Back in 1909, architects and urban planners had a grand vision for the beautiful city of Chicago. Their vision included a number of manmade islands in the nearby Lake Michigan, but ultimately only one of those islands ever made it past the blueprint phase into reality — Northerly Island. The island (which is technically more of a peninsula) served as an airstrip for many years, but 9/11 changed all that. Richard M. Delay, the mayor of Chicago in 2003, feared that the airport’s close proximity to downtown Chicago made it a tempting choice for terrorists, so they bulldozed the runways.

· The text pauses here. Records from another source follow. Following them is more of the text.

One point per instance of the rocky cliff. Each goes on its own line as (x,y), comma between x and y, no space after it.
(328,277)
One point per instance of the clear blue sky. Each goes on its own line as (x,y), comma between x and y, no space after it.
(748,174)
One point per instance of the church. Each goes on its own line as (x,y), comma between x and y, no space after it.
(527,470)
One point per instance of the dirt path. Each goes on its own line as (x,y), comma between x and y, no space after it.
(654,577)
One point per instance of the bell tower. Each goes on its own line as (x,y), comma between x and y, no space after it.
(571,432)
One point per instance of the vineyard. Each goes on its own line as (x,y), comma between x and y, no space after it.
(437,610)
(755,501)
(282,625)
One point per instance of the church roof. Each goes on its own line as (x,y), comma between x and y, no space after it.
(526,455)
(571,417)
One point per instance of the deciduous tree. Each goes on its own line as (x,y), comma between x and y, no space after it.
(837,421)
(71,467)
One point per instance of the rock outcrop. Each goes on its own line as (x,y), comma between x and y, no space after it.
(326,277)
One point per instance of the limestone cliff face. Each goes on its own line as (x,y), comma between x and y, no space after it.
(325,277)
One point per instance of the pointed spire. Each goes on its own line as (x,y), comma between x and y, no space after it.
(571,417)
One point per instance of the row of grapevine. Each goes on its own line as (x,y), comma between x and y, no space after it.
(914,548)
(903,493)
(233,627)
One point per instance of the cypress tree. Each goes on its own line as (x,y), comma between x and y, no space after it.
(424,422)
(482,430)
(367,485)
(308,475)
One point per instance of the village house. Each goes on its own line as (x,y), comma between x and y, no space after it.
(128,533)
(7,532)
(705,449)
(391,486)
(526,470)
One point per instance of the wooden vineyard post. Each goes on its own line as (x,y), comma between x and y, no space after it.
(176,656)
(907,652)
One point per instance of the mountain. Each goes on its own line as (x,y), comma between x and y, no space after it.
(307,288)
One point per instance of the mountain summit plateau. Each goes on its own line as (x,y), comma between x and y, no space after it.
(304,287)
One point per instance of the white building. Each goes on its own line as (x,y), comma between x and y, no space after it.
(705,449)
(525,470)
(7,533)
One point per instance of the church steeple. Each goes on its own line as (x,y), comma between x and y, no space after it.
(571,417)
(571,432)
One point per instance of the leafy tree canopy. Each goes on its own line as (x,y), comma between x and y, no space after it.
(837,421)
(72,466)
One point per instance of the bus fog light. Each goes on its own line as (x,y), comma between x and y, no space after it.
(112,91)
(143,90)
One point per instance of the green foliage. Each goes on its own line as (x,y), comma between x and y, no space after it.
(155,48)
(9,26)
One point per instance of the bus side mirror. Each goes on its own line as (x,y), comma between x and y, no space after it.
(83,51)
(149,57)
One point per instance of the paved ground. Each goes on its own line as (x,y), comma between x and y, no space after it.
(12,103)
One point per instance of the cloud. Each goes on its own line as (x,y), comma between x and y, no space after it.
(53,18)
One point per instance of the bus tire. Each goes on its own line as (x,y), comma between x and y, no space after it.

What Chicago was left with was a peninsula that was perfectly situated next to the heart of Chicago, but with no real direction to take it. The city made a few attempts to revitalize the peninsula as a public park and concert venue, but this new identity never really caught on because the area just wasn’t very pretty.
Studio Gang Architects and landscape architects Smithgroup JJR set out to fix Northerly Island with an eco-friendly makeover. A big complaint about the former Northerly Island was that the landscaping was unimpressive, so these groups hope to transform the area into the ultimate nature park.

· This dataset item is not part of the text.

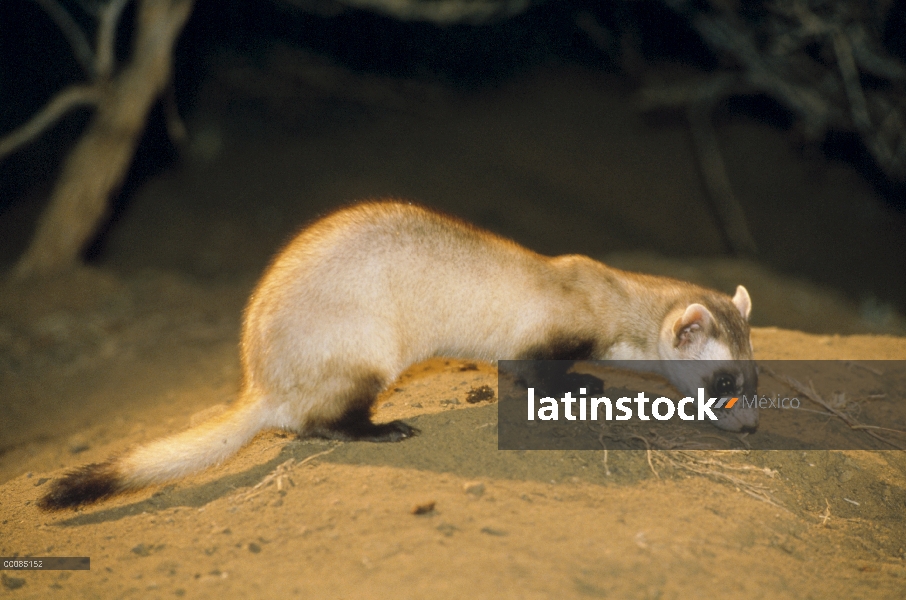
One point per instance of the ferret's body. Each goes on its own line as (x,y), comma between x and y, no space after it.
(364,293)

They’re going to start by hauling in tons of dirt to give the area a hilly, natural look. The island was originally perfectly flat for the airport, so introducing some varied topography should make the island feel less artificial. From there, they plan to introduce five different ecosystems: an oak savannah, a dry-mesic prairie, a wet prairie, an emergent marsh, and a 4.1-acre pond. Basically, the park will combine all ecosystems that are local to the Chicago region and compact them into a tiny, 2000-foot peninsula, kind of like an appetizer sampler.
And that’s not even half of it. They also plan to build a concert venue into the side of a hill, create new wetlands for local fish, create an ice skating rink for those chilly Chicago winters, and a sunken ship.

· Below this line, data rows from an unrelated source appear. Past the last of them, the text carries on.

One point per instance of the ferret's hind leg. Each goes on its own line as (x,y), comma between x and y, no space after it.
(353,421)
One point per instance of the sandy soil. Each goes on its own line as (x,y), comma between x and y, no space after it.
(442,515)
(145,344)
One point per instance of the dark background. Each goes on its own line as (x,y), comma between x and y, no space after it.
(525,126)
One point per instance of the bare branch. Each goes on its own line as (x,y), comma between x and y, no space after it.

Wait, what? Sunken ship? Yep — as crazy (and as awesome) as it sounds, Studio Gang and Smithgroup plan to sink a ship off the island’s coast in order to give divers a place to explore. You can just barely make out the ship in the picture below — do you see the light blue object next to the puzzle piece-shaped island?
I’m kind of jealous. Chicago already has Millennium Park, a wildly successful public park that combines amazing artwork with public play areas. And now they’re getting the ultimate natural wildlife park, too? That’s just not fair. Why can’t my local park have a sunken ship?